3.15-4.00. Paper 5. ‘For every poor man a pastor and for every poor child a school’. Christopher Hammond
Dr Hook’s words of January 1844 to the Parishioners of Leeds foretell his greatest achievements: the passing of the Leeds Vicarage Act which divided the parish into many new ones and led to the building of 18 churches within the 32 square miles of the ancient Parish of Leeds. The paper will describe the difficulties and opposition which he overcame and how his inspiration continued long after he had left Leeds through the work of the Leeds Church Extension Society. Also examined will be his foresight that education must ultimately be the responsibility of the state. There will be an assessment of Hook’s church-building legacy today, in particular the circumstances which have led to so many regrettable demolitions.
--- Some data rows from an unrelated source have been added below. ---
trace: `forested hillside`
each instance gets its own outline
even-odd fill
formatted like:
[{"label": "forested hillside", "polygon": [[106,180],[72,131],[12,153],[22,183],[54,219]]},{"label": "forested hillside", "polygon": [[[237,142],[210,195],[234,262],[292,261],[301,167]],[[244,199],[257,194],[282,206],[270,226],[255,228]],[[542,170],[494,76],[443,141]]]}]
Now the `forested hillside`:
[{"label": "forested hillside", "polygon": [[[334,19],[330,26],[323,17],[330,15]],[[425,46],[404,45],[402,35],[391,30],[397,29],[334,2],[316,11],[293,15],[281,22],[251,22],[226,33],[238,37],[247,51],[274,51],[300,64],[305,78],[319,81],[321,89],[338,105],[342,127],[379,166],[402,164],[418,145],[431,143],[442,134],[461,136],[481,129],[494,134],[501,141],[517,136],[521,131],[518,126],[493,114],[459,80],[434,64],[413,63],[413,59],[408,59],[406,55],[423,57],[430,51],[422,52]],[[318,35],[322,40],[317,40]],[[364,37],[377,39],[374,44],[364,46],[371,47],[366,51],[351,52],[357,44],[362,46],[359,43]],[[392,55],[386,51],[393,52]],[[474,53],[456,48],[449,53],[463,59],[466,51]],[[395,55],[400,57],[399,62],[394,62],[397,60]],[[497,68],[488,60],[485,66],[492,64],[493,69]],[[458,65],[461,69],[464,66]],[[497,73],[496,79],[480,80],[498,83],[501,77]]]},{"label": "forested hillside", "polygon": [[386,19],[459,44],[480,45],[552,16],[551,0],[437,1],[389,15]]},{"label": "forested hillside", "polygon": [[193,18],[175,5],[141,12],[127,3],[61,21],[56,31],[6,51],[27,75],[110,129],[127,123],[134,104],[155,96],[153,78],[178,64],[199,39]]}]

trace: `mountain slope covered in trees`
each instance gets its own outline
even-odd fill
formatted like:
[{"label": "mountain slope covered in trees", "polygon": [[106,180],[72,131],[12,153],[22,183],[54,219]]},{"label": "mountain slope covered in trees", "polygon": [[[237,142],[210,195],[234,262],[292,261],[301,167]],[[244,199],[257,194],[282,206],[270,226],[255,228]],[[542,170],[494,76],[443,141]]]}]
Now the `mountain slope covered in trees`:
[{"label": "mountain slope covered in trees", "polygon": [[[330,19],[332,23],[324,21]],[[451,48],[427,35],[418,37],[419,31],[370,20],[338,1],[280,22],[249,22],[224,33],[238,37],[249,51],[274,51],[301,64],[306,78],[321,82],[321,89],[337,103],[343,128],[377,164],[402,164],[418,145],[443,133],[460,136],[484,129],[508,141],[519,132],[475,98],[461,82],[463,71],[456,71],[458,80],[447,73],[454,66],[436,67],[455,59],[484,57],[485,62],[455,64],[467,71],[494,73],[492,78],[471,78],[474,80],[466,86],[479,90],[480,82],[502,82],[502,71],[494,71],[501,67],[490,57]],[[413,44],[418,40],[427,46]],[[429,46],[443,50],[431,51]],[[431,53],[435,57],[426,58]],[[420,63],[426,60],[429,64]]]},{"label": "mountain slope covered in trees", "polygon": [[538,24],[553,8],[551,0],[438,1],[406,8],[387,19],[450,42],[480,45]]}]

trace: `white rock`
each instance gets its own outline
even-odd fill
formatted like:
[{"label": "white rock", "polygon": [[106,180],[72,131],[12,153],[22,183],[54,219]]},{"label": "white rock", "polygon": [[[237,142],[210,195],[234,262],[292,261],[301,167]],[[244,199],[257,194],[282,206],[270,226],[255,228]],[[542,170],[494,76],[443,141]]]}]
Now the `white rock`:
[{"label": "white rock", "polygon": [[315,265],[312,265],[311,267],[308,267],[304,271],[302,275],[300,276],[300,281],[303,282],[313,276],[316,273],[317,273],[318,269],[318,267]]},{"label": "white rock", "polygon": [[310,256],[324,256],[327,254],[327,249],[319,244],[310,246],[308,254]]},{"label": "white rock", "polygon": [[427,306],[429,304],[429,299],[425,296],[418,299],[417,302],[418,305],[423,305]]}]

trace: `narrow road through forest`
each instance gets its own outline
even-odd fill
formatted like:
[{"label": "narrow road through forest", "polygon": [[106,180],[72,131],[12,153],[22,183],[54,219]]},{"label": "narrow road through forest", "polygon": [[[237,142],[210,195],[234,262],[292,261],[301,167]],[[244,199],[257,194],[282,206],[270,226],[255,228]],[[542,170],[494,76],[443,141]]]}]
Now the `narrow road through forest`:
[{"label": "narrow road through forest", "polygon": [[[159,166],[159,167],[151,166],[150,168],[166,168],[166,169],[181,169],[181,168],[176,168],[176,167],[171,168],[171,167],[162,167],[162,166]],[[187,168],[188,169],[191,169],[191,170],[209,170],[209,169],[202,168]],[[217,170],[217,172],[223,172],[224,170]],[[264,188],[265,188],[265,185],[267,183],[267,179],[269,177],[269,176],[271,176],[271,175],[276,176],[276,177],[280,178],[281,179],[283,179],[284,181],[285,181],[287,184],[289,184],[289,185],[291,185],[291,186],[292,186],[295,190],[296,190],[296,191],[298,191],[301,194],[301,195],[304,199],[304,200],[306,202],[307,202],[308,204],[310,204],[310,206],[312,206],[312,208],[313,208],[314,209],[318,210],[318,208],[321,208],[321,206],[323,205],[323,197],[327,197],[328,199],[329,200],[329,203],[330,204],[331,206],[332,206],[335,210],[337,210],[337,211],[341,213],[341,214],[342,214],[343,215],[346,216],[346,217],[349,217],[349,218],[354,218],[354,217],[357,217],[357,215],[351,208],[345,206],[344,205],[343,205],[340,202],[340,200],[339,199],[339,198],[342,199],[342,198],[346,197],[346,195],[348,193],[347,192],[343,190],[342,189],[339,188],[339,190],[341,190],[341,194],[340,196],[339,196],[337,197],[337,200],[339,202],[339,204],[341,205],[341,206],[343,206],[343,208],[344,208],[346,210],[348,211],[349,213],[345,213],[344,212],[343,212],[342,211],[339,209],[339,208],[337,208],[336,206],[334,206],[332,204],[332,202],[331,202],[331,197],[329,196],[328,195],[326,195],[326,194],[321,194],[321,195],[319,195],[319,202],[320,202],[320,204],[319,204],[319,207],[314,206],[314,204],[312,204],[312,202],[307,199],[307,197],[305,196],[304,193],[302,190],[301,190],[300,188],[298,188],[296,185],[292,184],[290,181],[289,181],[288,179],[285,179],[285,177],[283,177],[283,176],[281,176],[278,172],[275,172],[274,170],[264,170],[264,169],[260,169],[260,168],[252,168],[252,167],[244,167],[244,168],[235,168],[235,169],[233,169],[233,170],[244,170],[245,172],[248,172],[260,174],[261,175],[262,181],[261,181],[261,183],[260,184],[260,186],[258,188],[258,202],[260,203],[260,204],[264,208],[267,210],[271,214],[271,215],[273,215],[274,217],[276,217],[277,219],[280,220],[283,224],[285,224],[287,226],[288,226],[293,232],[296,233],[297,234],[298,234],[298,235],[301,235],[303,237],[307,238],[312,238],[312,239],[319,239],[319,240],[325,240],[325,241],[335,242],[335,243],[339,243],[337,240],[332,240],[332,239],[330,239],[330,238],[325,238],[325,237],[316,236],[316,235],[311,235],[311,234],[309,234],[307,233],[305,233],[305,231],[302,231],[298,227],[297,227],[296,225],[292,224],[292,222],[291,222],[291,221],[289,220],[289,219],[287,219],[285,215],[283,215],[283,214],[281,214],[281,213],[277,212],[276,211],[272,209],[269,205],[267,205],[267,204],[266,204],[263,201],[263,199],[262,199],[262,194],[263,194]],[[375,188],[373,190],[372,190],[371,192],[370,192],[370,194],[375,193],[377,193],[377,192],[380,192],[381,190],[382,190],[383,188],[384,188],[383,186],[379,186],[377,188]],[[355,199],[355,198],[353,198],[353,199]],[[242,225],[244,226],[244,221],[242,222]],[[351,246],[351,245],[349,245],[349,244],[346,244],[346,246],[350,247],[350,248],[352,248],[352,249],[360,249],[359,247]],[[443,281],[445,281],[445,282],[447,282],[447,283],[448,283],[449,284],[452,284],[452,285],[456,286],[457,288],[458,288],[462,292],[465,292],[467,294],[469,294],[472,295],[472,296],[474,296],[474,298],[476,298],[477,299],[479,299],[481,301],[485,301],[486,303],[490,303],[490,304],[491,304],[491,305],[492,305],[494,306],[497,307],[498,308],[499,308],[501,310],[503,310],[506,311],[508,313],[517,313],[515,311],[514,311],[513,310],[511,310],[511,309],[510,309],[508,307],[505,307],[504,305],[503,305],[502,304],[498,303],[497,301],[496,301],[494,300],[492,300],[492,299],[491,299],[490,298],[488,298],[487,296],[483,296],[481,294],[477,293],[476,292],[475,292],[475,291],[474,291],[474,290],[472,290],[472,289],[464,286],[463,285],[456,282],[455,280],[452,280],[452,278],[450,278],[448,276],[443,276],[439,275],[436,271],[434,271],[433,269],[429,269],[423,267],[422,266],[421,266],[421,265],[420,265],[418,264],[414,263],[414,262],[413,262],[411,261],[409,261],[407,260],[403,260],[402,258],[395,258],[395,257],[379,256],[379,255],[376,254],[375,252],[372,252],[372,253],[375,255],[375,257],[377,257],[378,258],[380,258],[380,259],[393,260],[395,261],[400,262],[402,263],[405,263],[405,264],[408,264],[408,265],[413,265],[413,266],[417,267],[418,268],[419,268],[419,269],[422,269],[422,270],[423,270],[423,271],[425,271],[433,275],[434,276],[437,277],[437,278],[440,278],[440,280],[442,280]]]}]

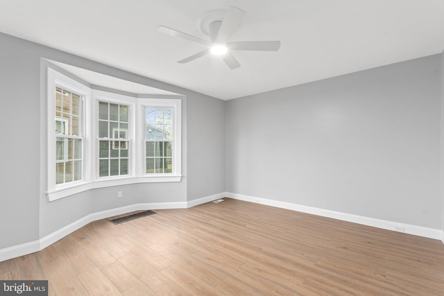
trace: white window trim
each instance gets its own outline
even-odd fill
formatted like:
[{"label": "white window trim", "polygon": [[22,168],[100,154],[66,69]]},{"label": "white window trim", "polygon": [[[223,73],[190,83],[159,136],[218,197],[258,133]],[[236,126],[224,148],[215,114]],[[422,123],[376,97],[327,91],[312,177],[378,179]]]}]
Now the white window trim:
[{"label": "white window trim", "polygon": [[[94,143],[95,143],[95,150],[94,150],[94,159],[96,159],[95,166],[94,166],[94,174],[93,175],[95,176],[95,179],[96,182],[103,182],[107,181],[108,184],[112,184],[111,181],[113,180],[120,180],[122,178],[129,178],[131,177],[135,177],[135,170],[134,169],[136,159],[135,159],[135,150],[136,146],[135,145],[135,128],[136,128],[136,116],[135,116],[135,107],[137,103],[137,98],[133,98],[128,96],[123,96],[121,94],[113,94],[108,92],[103,92],[101,90],[93,89],[92,90],[92,96],[94,98]],[[128,131],[128,142],[130,143],[130,149],[128,150],[128,159],[129,159],[129,170],[128,172],[128,175],[118,175],[118,176],[107,176],[107,177],[99,177],[99,102],[106,102],[111,103],[114,104],[119,105],[126,105],[129,107],[128,110],[128,128],[129,130]],[[105,139],[112,140],[110,139]],[[113,186],[113,185],[108,185],[108,186]]]},{"label": "white window trim", "polygon": [[[136,183],[178,182],[182,180],[182,100],[178,98],[146,98],[123,96],[112,92],[92,89],[50,67],[46,67],[46,145],[47,187],[49,201],[90,189]],[[82,96],[83,164],[82,180],[56,185],[56,106],[54,89],[61,87]],[[132,141],[130,150],[128,175],[99,177],[99,101],[103,101],[130,106],[130,130]],[[173,109],[173,157],[171,173],[146,174],[145,171],[145,107],[167,107]],[[131,121],[130,123],[130,121]]]},{"label": "white window trim", "polygon": [[[139,121],[137,126],[142,128],[140,128],[141,130],[137,137],[137,146],[142,147],[143,149],[139,151],[138,159],[143,159],[143,162],[140,162],[141,166],[138,168],[138,175],[144,178],[143,182],[179,182],[182,177],[182,153],[180,151],[182,147],[182,101],[180,99],[139,98]],[[147,174],[146,173],[145,107],[163,107],[173,109],[173,168],[171,173],[165,174]]]},{"label": "white window trim", "polygon": [[[89,143],[89,134],[87,120],[89,108],[86,105],[88,102],[89,96],[90,96],[90,89],[87,86],[79,83],[78,82],[71,79],[59,72],[53,70],[51,68],[47,68],[47,76],[46,76],[46,112],[47,112],[47,122],[46,122],[46,145],[47,145],[47,194],[50,197],[50,194],[53,192],[59,192],[65,189],[70,189],[74,186],[81,186],[87,182],[89,179],[89,172],[85,168],[87,167],[87,164],[90,162],[90,155],[86,153],[86,147],[88,147],[90,144]],[[72,92],[76,94],[78,94],[81,97],[83,101],[82,109],[82,119],[83,122],[81,123],[82,128],[82,179],[78,181],[74,181],[69,183],[65,183],[61,184],[56,184],[56,134],[54,132],[56,130],[56,96],[54,91],[56,87],[61,87],[64,89]],[[50,198],[51,200],[51,198]]]}]

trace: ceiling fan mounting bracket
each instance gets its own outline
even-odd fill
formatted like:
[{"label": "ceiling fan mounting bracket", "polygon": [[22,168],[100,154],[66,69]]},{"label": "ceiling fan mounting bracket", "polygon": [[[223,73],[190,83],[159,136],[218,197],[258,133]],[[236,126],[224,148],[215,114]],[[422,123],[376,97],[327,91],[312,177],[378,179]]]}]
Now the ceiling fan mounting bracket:
[{"label": "ceiling fan mounting bracket", "polygon": [[227,10],[216,9],[210,10],[198,21],[199,29],[207,36],[211,37],[211,24],[214,21],[222,21]]}]

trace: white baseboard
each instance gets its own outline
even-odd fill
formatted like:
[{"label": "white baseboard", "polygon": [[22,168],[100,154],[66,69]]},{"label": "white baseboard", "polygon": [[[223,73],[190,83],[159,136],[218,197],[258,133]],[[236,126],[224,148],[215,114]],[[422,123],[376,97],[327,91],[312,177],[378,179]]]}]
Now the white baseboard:
[{"label": "white baseboard", "polygon": [[268,200],[266,198],[255,198],[254,196],[232,193],[230,192],[226,192],[225,196],[227,198],[236,200],[255,202],[258,204],[300,211],[302,213],[311,214],[323,217],[332,218],[343,221],[352,222],[354,223],[372,226],[373,227],[382,228],[388,230],[396,231],[396,229],[403,229],[404,232],[406,234],[441,240],[444,243],[444,233],[441,229],[424,227],[422,226],[412,225],[410,224],[405,224],[381,219],[375,219],[373,218],[365,217],[362,216],[352,215],[346,213],[341,213],[327,209],[293,204],[291,202],[280,202],[278,200]]},{"label": "white baseboard", "polygon": [[119,208],[93,213],[76,221],[74,221],[72,223],[69,224],[68,225],[62,227],[50,234],[46,235],[40,240],[31,241],[29,243],[25,243],[21,245],[0,250],[0,262],[43,250],[49,245],[54,243],[57,241],[75,232],[79,228],[81,228],[87,224],[93,221],[96,221],[97,220],[104,219],[106,218],[112,217],[114,216],[121,215],[123,214],[129,213],[134,211],[189,208],[225,197],[290,209],[293,211],[300,211],[303,213],[311,214],[323,217],[332,218],[343,221],[352,222],[364,225],[382,228],[384,229],[395,231],[395,229],[398,227],[404,227],[404,232],[407,234],[441,240],[443,241],[443,243],[444,243],[444,232],[441,229],[435,229],[432,228],[423,227],[409,224],[398,223],[393,221],[375,219],[373,218],[352,215],[349,214],[318,209],[312,207],[303,206],[290,202],[255,198],[253,196],[232,193],[230,192],[223,192],[193,200],[189,200],[187,202],[135,204],[126,207],[122,207]]},{"label": "white baseboard", "polygon": [[213,200],[219,200],[219,198],[225,198],[226,193],[222,192],[218,194],[214,194],[210,196],[205,196],[205,198],[200,198],[193,200],[189,200],[187,202],[187,207],[193,207],[199,204],[205,204],[205,202],[212,202]]},{"label": "white baseboard", "polygon": [[[37,241],[25,243],[21,245],[0,250],[0,262],[40,251],[48,247],[49,245],[56,243],[57,241],[64,238],[68,234],[75,232],[79,228],[83,227],[87,224],[93,221],[96,221],[97,220],[104,219],[105,218],[112,217],[114,216],[121,215],[123,214],[129,213],[134,211],[164,209],[185,209],[190,207],[194,207],[201,203],[207,202],[207,201],[217,199],[217,196],[223,195],[223,194],[221,194],[209,196],[207,198],[199,198],[198,200],[191,200],[190,202],[135,204],[126,207],[122,207],[119,208],[93,213],[80,219],[78,219],[76,221],[74,221],[72,223],[70,223],[50,234],[46,235],[46,236],[42,237]],[[214,198],[214,196],[216,197]]]}]

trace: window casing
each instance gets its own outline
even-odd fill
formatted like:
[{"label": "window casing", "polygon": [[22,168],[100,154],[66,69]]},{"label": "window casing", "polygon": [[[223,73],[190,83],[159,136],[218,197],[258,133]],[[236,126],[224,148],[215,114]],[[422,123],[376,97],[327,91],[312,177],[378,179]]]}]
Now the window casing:
[{"label": "window casing", "polygon": [[99,101],[99,177],[129,173],[130,106]]},{"label": "window casing", "polygon": [[[50,201],[94,188],[180,181],[182,96],[99,91],[50,67],[46,79]],[[147,134],[153,128],[157,133]]]}]

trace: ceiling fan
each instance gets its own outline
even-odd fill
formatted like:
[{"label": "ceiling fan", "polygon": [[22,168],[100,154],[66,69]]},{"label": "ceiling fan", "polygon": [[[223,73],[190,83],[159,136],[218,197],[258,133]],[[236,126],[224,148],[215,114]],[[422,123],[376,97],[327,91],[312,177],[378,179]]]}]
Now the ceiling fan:
[{"label": "ceiling fan", "polygon": [[241,67],[241,64],[231,53],[231,51],[277,51],[280,47],[280,41],[228,42],[241,26],[246,14],[245,11],[237,7],[230,6],[222,20],[214,20],[209,24],[210,41],[164,26],[159,26],[157,30],[162,33],[207,46],[205,50],[180,60],[178,63],[185,64],[212,53],[221,56],[230,69],[234,69]]}]

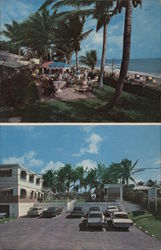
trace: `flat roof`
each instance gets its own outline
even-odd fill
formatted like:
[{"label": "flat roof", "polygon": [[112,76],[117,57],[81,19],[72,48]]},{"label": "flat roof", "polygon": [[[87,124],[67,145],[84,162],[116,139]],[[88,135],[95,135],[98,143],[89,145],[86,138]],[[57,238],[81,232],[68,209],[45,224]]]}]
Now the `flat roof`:
[{"label": "flat roof", "polygon": [[21,165],[21,164],[16,164],[16,163],[15,163],[15,164],[0,164],[0,169],[1,169],[1,168],[3,168],[3,169],[6,169],[6,168],[15,168],[15,167],[21,168],[21,169],[23,169],[23,170],[25,170],[25,171],[27,171],[27,172],[29,172],[29,173],[31,173],[31,174],[34,174],[34,175],[38,176],[39,178],[42,178],[41,175],[36,174],[35,172],[31,171],[30,169],[24,167],[24,166]]}]

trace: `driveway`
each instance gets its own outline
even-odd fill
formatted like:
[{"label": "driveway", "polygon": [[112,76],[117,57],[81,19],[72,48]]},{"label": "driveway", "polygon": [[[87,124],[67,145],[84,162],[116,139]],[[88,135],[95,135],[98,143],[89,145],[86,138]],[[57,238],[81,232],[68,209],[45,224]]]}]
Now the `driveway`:
[{"label": "driveway", "polygon": [[161,250],[161,241],[136,227],[87,230],[82,219],[21,218],[0,225],[0,250]]}]

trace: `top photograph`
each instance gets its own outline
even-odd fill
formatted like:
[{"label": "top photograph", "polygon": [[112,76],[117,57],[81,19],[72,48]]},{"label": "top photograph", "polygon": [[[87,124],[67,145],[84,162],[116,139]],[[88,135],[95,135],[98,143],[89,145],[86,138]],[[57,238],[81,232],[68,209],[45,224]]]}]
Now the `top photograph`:
[{"label": "top photograph", "polygon": [[160,0],[0,0],[0,123],[160,123]]}]

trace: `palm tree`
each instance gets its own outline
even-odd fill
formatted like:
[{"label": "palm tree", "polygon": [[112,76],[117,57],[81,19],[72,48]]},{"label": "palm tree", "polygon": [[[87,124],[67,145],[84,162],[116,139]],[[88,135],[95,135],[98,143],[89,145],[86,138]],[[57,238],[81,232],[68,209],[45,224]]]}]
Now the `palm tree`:
[{"label": "palm tree", "polygon": [[125,8],[125,20],[124,20],[124,39],[123,39],[123,55],[121,62],[121,69],[119,80],[112,100],[108,104],[110,108],[114,107],[121,95],[124,81],[128,72],[128,65],[130,60],[130,47],[131,47],[131,27],[132,27],[132,7],[137,7],[138,4],[142,5],[142,0],[117,0],[117,6],[114,10],[114,14],[120,13],[122,8]]},{"label": "palm tree", "polygon": [[54,40],[54,24],[56,15],[50,15],[49,11],[43,9],[29,16],[22,23],[13,21],[5,24],[2,33],[12,43],[18,44],[19,48],[24,46],[37,51],[38,56],[46,56],[48,49]]},{"label": "palm tree", "polygon": [[96,50],[86,51],[85,56],[81,56],[79,58],[80,63],[89,66],[92,70],[94,70],[97,63],[97,52]]},{"label": "palm tree", "polygon": [[[92,29],[90,29],[86,32],[83,32],[85,21],[85,16],[80,17],[78,14],[74,16],[72,15],[63,21],[59,21],[55,29],[54,42],[58,46],[60,46],[60,44],[64,44],[64,47],[67,49],[67,57],[69,58],[71,57],[73,51],[75,52],[77,70],[79,66],[78,53],[80,51],[80,43],[92,31]],[[63,50],[63,48],[61,50]]]},{"label": "palm tree", "polygon": [[[99,88],[103,87],[103,76],[104,76],[104,65],[106,58],[106,47],[107,47],[107,26],[110,22],[111,12],[110,8],[113,6],[114,0],[46,0],[45,3],[40,7],[40,9],[45,8],[46,6],[56,2],[52,8],[59,8],[64,5],[73,6],[73,7],[85,7],[83,10],[78,10],[77,13],[85,14],[87,16],[92,15],[94,19],[97,20],[96,32],[98,32],[103,27],[103,46],[102,46],[102,58],[101,58],[101,69],[100,69],[100,79],[99,79]],[[92,9],[87,9],[88,6],[92,6]],[[73,11],[71,12],[73,13]]]},{"label": "palm tree", "polygon": [[133,181],[134,183],[135,180],[132,177],[132,175],[135,173],[134,168],[136,164],[138,163],[138,160],[132,164],[132,161],[128,159],[123,159],[120,163],[120,173],[121,173],[121,178],[122,178],[122,183],[126,184],[127,186],[129,185],[129,179]]}]

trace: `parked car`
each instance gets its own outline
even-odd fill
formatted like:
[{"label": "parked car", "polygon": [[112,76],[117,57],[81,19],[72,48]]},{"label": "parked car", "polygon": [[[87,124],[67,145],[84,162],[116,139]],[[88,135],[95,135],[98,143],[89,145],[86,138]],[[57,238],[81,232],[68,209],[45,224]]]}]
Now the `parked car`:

4.00-4.30. Teas, coffees and cakes
4.30-5.15. Paper 6. ‘… a good service … ‘: the musical tradition at St Peter-at-Leeds. Simon Lindley
Dr Hook’s fervent views on church music drove a programme of initiatives that laid the musical foundation of the church for the better part of the succeeding 200 years. The paper examines Hook’s visionary input and that of his first Organist, S.S. Wesley, along with their successors, illustrated with organ music played by David Houlder.
At 5.30, there will be a specially arranged service of Evensong, sung by the outstanding choir of Leeds Minster, led by Master of the Music, Alex Woodrow. Those attending the conference will be invited to stay for this optional event. It will finish around 6.10, followed by an organ voluntary lasting a few minutes.
We are excited to be providing the option of attending the conference either in person, in the Minster, or by Zoom, for those who would like to join from home. Current government regulations suggest the ‘live’ option will be entirely feasible. Certainly, it is the organisers’ intention that the ‘live’ option will be available; only new government restrictions in place by September will remove that option. In the event of this being the situation, the conference will still take place, but solely as a Zoom event.
Should the ‘live’ option have to be removed as a result of government regulations, it is assumed that all those who have booked for ‘live’ attendance will be content to move to the Zoom alternative. We are afraid that we will not be able to offer refunds if this turns out to be the case. Moving from one option to another should not be problematic administratively, however we do need to know in advance how many people to expect for the ‘live’ option to assist with issues such as seating and catering.
In mid-August you will be contacted by an email from Eventbrite asking you to confirm your attendance option. Certainly, we will need to know by 28 August if you have selected the ‘live’ option.
The cost of the event will be £25 regardless of the means of attendance. This price includes the copy of the proceedings, a high quality, full colour publication of around 200 pages which will be sent by post. For those choosing the ‘live’ option, the conference fee will include teas and coffees, biscuits and cake.
Live option catering
A buffet lunch of sandwiches and pastries will be available in the church at a price of £12.00.
This must be ordered by August 28th. If attendance in the Minster has to be prohibited due to government restrictions, refunds will be given to those who have booked a lunch. Those wishing to book lunch should email firstname.lastname@example.org who will provide payment details. Lunches will NOT be booked via Eventbrite.
Details of how to access the Zoom option will be sent by email a day or two before the event.